She knew better than to bring any of it up, his past, the mess with Rebecca, her own presence in his bed, again. Sighing quietly, she spied the angry red scratches she'd raked across his back almost an hour before. They looked much deeper than she'd expected, as if they'd really sting, and she almost winced as she reached across to him before abruptly pulling back. He was already asleep, but touching him like that wasn't part of whatever they were doing, these prickly one night stands wedged between sullen half silences.

She knew better then to stay there with him, stewing furiously at his failings as he slept inches away from her. It would get her nowhere, she knew, pulling the comforter up more snugly around his shoulders, carefully avoiding the raw gashes in his flesh. She knew that this was all his fault -- that she was in his bed, that she could hardly move on from there while he was so lost, that the silences between them persisted, that his steadfast refusal to deal with his crap was seriously taxing her patience.

--

She was furious when she'd fallen asleep, and remained so over the next few weeks, mornings especially. They were always the same, those mornings, when she'd wake to find him tangled around her like silly string. When she first noticed it, she'd tried pushing him away, tried sleeping in different positions, even woken him abruptly more than once, but they always ended up in roughly the same position. She suspected then that he didn't realize what he was doing, and she couldn't decide if that made it even more annoying.

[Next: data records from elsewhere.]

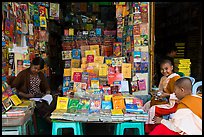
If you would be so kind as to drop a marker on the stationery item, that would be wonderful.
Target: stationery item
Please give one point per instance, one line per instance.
(118, 102)
(66, 55)
(7, 103)
(126, 70)
(48, 98)
(103, 70)
(96, 48)
(117, 49)
(16, 101)
(142, 84)
(106, 105)
(62, 102)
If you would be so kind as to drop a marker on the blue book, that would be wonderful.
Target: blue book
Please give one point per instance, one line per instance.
(76, 53)
(106, 105)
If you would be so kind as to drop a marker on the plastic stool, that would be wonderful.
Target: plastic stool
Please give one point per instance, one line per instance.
(120, 127)
(57, 127)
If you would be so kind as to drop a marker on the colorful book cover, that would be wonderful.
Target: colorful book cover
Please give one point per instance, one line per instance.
(103, 70)
(95, 67)
(83, 60)
(142, 84)
(90, 52)
(84, 104)
(67, 72)
(85, 76)
(108, 61)
(73, 103)
(117, 49)
(106, 105)
(77, 76)
(66, 80)
(76, 53)
(75, 63)
(96, 48)
(7, 103)
(118, 61)
(77, 86)
(83, 49)
(144, 56)
(83, 86)
(95, 105)
(116, 112)
(118, 102)
(90, 59)
(126, 70)
(95, 83)
(137, 66)
(67, 63)
(99, 59)
(144, 67)
(103, 80)
(15, 99)
(75, 70)
(62, 102)
(66, 55)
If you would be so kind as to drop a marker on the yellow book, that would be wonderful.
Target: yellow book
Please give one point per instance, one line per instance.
(99, 59)
(75, 70)
(94, 83)
(71, 32)
(108, 97)
(90, 52)
(75, 63)
(83, 60)
(96, 48)
(103, 70)
(16, 101)
(77, 86)
(62, 102)
(116, 112)
(95, 67)
(67, 72)
(126, 70)
(83, 67)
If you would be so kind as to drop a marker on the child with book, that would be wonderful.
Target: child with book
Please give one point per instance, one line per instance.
(164, 102)
(31, 83)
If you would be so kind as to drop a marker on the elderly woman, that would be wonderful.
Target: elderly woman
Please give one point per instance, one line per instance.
(30, 83)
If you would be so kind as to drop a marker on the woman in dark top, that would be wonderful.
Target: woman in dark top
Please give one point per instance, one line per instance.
(30, 83)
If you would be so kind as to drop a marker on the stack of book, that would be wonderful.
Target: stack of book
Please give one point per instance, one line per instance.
(183, 65)
(17, 111)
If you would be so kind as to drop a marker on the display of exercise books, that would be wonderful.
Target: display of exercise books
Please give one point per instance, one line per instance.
(84, 104)
(73, 104)
(15, 100)
(7, 103)
(106, 104)
(17, 111)
(131, 107)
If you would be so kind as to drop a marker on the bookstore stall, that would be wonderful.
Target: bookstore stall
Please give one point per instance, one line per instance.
(106, 72)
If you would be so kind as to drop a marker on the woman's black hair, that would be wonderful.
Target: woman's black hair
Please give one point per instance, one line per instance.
(38, 61)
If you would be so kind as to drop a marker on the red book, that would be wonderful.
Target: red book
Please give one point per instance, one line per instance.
(77, 76)
(90, 58)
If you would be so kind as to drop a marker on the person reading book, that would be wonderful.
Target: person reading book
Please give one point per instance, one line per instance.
(187, 120)
(31, 83)
(164, 102)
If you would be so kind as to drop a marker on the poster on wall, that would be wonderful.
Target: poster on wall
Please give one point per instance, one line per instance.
(54, 11)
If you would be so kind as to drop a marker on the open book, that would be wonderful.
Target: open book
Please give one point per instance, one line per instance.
(47, 98)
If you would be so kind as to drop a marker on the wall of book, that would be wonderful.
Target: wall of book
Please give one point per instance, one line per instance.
(24, 36)
(25, 32)
(109, 61)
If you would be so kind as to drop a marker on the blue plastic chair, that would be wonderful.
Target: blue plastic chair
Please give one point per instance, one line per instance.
(57, 127)
(195, 87)
(120, 127)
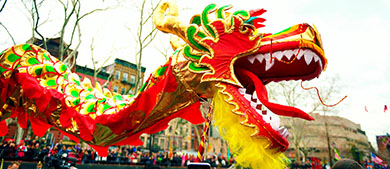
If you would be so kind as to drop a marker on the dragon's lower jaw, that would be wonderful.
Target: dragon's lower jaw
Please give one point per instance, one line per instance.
(256, 111)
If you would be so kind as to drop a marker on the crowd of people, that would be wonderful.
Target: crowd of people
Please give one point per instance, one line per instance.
(38, 150)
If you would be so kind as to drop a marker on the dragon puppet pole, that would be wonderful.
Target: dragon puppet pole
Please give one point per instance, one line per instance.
(204, 138)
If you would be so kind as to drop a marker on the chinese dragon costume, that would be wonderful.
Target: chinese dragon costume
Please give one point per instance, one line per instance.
(224, 58)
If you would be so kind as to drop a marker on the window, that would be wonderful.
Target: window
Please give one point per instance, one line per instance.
(132, 79)
(125, 75)
(117, 74)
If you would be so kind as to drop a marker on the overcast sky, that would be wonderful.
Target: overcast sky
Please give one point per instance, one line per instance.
(355, 33)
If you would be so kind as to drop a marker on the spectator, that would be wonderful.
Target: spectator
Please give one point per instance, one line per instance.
(14, 165)
(347, 164)
(22, 149)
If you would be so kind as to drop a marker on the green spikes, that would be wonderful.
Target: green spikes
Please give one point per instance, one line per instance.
(191, 30)
(205, 20)
(243, 13)
(26, 47)
(197, 68)
(196, 20)
(220, 10)
(161, 71)
(187, 52)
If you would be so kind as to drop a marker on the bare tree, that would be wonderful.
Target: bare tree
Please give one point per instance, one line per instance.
(143, 35)
(10, 35)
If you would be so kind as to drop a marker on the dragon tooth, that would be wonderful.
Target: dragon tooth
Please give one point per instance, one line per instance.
(286, 134)
(269, 62)
(252, 58)
(247, 96)
(275, 122)
(242, 90)
(308, 58)
(268, 65)
(254, 96)
(278, 55)
(316, 58)
(288, 54)
(260, 57)
(253, 104)
(301, 53)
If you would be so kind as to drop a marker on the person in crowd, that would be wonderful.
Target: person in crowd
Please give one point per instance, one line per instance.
(347, 164)
(14, 165)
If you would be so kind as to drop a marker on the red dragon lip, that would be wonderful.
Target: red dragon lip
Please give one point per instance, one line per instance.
(295, 54)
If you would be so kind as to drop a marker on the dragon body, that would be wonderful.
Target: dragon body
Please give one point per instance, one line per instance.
(224, 59)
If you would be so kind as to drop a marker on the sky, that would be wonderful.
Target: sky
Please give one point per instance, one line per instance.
(355, 35)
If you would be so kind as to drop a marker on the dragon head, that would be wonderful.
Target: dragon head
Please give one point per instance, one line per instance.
(237, 61)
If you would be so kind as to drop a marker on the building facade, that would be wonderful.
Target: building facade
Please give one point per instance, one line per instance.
(383, 143)
(344, 135)
(124, 76)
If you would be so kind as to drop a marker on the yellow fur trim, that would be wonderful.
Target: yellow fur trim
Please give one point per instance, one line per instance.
(249, 151)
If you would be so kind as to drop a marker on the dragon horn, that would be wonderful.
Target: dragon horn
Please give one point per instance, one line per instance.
(171, 23)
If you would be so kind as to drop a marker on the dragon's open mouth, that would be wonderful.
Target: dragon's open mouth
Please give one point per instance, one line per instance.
(298, 59)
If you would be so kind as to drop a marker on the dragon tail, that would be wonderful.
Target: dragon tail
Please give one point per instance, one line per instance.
(248, 151)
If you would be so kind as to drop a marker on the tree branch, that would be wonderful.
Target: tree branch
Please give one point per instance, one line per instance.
(36, 25)
(2, 7)
(13, 40)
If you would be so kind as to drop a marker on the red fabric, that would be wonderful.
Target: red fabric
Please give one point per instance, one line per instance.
(228, 47)
(39, 128)
(3, 128)
(86, 126)
(149, 96)
(262, 95)
(102, 150)
(22, 116)
(257, 12)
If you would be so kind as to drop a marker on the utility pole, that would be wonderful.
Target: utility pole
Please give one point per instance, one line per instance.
(328, 140)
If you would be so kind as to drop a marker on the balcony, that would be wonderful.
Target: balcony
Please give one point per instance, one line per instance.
(127, 83)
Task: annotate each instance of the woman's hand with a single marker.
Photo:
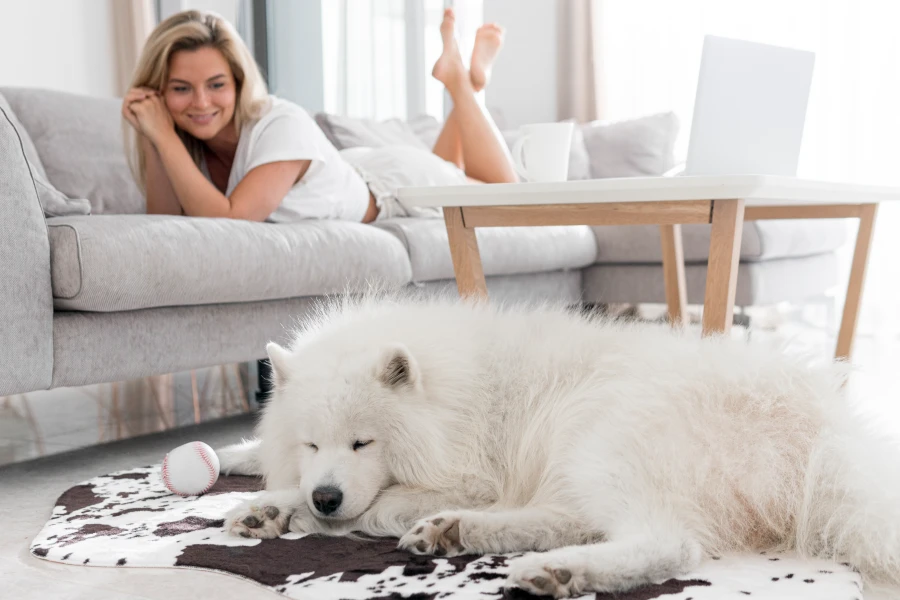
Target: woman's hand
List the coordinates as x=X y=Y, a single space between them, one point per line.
x=134 y=95
x=147 y=113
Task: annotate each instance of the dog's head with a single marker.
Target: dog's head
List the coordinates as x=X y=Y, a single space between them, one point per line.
x=336 y=410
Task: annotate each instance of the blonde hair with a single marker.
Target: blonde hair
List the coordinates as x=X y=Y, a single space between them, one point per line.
x=190 y=30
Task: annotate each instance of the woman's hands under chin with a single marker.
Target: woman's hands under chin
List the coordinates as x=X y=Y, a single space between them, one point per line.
x=146 y=111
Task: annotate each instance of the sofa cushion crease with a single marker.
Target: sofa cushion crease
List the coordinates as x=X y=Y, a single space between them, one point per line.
x=112 y=263
x=504 y=250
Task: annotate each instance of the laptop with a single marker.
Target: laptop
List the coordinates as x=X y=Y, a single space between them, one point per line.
x=749 y=109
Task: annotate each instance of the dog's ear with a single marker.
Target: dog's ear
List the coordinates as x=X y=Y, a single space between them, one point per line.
x=398 y=369
x=280 y=359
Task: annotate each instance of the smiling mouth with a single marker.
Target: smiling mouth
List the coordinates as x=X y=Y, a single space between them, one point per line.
x=202 y=119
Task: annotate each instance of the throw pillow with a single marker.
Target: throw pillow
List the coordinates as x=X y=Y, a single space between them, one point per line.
x=350 y=132
x=53 y=202
x=79 y=139
x=633 y=147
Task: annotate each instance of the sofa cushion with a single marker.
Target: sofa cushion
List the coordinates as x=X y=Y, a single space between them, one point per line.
x=504 y=250
x=350 y=132
x=79 y=139
x=53 y=202
x=26 y=336
x=109 y=263
x=761 y=240
x=633 y=147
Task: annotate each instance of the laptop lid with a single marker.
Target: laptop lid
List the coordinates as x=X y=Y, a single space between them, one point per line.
x=749 y=109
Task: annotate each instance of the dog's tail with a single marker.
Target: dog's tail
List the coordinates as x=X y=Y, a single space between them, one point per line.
x=851 y=511
x=240 y=459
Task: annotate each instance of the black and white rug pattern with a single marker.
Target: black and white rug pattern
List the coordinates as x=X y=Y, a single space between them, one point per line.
x=129 y=519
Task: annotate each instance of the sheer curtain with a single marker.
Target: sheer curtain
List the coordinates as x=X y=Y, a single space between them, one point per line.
x=648 y=55
x=378 y=55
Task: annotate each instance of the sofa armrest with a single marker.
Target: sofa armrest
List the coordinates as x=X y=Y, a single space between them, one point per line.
x=26 y=298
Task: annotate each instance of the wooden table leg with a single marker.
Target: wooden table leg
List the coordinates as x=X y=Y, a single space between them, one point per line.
x=466 y=258
x=673 y=274
x=857 y=277
x=724 y=257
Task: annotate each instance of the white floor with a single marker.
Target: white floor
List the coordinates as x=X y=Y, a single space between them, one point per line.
x=33 y=488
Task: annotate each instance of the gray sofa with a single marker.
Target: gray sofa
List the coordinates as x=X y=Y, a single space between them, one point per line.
x=117 y=294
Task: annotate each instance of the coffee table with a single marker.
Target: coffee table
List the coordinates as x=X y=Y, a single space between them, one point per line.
x=723 y=201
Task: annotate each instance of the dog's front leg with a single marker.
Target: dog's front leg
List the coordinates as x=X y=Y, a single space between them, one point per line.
x=618 y=565
x=399 y=507
x=267 y=515
x=454 y=532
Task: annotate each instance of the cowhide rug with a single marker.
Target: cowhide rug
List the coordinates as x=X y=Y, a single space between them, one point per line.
x=129 y=519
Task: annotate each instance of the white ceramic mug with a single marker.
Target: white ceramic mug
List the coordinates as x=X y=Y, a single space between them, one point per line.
x=542 y=151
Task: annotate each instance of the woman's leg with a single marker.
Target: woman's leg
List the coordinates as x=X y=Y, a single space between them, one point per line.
x=449 y=145
x=469 y=130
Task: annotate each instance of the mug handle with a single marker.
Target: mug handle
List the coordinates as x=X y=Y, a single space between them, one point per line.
x=518 y=156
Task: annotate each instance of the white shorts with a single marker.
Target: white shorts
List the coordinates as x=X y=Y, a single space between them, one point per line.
x=389 y=168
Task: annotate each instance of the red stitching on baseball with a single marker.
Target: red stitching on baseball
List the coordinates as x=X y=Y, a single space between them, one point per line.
x=212 y=471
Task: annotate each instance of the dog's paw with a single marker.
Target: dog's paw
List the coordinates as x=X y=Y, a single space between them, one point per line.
x=438 y=535
x=257 y=520
x=543 y=575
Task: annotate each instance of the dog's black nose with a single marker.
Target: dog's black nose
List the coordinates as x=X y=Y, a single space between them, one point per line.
x=327 y=499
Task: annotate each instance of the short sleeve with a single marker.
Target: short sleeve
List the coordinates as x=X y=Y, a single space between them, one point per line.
x=284 y=137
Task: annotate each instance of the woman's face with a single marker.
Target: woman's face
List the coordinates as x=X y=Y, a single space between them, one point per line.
x=200 y=93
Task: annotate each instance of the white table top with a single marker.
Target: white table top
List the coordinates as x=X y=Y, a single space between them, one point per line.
x=756 y=190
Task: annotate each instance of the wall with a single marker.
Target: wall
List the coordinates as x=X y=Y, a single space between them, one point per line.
x=63 y=45
x=523 y=85
x=295 y=52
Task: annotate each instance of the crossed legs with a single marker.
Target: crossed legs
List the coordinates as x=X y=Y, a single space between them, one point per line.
x=470 y=139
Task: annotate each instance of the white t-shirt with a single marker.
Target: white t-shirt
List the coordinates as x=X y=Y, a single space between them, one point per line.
x=330 y=188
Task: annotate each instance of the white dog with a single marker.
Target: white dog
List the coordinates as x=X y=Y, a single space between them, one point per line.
x=627 y=452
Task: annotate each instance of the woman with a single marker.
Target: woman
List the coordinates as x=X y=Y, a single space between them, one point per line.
x=212 y=143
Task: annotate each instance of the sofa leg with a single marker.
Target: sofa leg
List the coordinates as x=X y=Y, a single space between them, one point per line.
x=263 y=380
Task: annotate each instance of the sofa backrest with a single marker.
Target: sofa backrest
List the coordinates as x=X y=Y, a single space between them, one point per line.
x=79 y=141
x=26 y=299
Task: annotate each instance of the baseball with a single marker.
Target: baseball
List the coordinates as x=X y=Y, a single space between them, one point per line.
x=191 y=469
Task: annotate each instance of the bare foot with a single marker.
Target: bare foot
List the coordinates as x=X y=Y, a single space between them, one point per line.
x=449 y=68
x=488 y=40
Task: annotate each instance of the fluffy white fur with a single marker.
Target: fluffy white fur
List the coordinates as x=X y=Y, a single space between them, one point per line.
x=626 y=452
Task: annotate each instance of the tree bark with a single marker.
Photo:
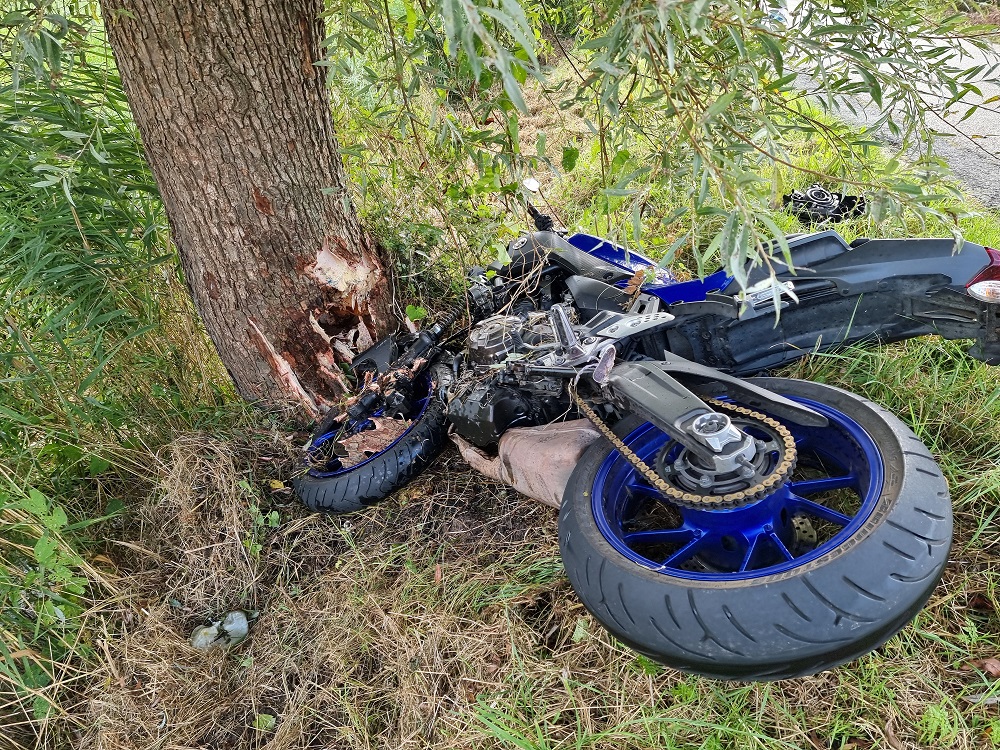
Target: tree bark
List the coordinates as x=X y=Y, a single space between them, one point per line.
x=237 y=127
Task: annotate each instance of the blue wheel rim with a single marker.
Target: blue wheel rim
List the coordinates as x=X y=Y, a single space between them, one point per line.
x=835 y=487
x=422 y=388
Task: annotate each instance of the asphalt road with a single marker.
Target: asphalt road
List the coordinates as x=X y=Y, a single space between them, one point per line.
x=971 y=147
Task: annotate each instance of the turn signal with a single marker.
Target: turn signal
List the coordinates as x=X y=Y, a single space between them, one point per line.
x=986 y=284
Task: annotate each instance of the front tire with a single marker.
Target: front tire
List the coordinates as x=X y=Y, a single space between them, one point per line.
x=790 y=614
x=330 y=489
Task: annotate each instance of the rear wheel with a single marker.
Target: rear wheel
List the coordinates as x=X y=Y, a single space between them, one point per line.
x=819 y=572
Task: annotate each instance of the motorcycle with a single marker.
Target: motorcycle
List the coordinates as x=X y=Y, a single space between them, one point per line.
x=737 y=527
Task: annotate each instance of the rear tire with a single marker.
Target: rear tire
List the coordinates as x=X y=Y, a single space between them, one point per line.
x=830 y=609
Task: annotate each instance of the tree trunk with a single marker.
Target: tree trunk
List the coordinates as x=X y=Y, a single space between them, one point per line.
x=238 y=131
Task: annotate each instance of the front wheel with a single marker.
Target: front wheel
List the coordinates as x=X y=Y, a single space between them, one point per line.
x=385 y=455
x=824 y=569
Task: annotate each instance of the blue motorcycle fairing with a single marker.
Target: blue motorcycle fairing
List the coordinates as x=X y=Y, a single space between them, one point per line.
x=665 y=286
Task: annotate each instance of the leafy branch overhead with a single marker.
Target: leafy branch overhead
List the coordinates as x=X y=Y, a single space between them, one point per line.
x=705 y=99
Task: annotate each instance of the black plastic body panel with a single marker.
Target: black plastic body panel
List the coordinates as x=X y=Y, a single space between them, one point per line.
x=876 y=291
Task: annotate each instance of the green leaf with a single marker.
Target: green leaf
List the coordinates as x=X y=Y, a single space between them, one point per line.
x=264 y=722
x=45 y=549
x=570 y=156
x=35 y=503
x=414 y=313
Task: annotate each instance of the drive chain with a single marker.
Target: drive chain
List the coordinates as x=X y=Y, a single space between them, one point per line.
x=786 y=463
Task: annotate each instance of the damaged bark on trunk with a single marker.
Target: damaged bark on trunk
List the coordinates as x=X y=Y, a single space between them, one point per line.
x=238 y=131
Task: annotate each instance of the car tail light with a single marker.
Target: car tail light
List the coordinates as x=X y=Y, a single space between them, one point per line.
x=985 y=286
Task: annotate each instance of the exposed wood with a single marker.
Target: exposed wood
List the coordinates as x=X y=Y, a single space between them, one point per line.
x=236 y=122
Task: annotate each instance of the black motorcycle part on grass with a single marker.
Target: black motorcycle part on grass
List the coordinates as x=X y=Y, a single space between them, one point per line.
x=375 y=479
x=870 y=292
x=803 y=621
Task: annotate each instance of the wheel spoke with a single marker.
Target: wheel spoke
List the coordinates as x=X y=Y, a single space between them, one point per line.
x=820 y=511
x=684 y=553
x=751 y=550
x=776 y=541
x=812 y=486
x=659 y=536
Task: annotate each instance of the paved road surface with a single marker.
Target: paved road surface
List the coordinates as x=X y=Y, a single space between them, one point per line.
x=972 y=148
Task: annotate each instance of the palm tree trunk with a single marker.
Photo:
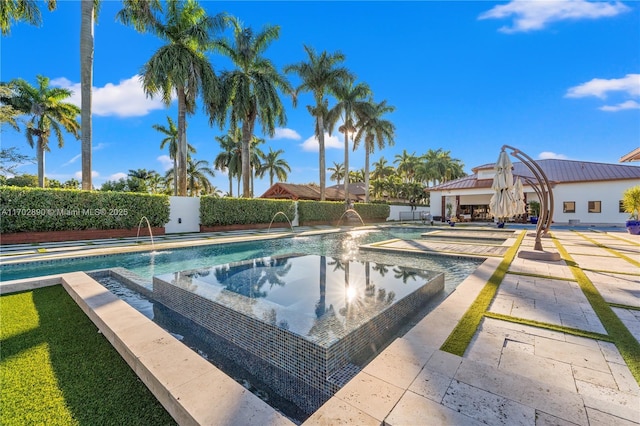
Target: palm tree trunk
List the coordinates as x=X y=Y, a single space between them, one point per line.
x=323 y=178
x=181 y=177
x=246 y=161
x=175 y=170
x=87 y=10
x=346 y=166
x=366 y=172
x=40 y=156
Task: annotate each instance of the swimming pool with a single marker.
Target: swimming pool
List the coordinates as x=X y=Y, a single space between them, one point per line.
x=343 y=245
x=342 y=255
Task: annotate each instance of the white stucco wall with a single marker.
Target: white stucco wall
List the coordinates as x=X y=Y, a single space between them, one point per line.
x=609 y=193
x=184 y=215
x=394 y=213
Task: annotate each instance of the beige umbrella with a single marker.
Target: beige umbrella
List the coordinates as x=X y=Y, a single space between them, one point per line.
x=502 y=204
x=518 y=193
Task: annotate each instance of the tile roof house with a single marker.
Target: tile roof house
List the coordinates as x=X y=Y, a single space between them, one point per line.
x=294 y=191
x=584 y=192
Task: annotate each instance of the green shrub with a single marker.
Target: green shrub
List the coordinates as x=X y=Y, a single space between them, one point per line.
x=37 y=209
x=242 y=211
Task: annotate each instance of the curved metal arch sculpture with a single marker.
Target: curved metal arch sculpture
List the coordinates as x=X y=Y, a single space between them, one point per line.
x=543 y=190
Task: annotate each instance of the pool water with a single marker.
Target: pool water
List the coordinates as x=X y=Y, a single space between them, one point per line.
x=208 y=264
x=147 y=264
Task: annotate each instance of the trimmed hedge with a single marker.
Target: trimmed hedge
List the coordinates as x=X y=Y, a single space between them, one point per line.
x=243 y=211
x=330 y=211
x=37 y=209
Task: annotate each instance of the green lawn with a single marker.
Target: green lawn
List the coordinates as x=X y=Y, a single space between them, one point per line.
x=57 y=369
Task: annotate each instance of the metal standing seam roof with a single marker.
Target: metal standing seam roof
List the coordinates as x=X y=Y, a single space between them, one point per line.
x=557 y=171
x=632 y=156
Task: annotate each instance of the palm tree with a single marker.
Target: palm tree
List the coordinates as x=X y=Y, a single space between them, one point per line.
x=407 y=164
x=338 y=172
x=198 y=183
x=48 y=112
x=275 y=166
x=21 y=10
x=356 y=176
x=230 y=158
x=250 y=92
x=381 y=170
x=254 y=160
x=320 y=75
x=171 y=139
x=156 y=183
x=180 y=66
x=351 y=107
x=376 y=131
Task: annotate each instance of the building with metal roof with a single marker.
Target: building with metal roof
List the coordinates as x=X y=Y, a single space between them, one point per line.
x=584 y=192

She finally resigned herself to it, since she knew it was temporary, and she no longer thought that he could help it. It had annoyed her more the first time they'd been a non-couple, when it seemed so unlike him, so ill-fitting a guy who timed his one night stands as if the parking meter was just running out, and who was always long gone long before daybreak. She probably should have realized even back then, she knew, that it was unconscious on his part, like how she would sometimes grind her teeth in her sleep.

This time around, she'd calmed down about it after the first two weeks or so, pushing him away less forcefully as she arose, more careful not to wake him. She'd concluded by then that it wasn't a deliberate plot to aggravate her, and she saw no need to embarrass him by pointing it out, since they were mysteriously on speaking terms again. She knew that she could solve the problem entirely by sleeping in her own bed. But she was always too tired to move, and the house was too cold, and a warm body's a warm body –harmless, like the cookies she made him because baking helped, and he loved her special recipe chocolate chips, and it couldn't hurt a person to have someone bake them something just because.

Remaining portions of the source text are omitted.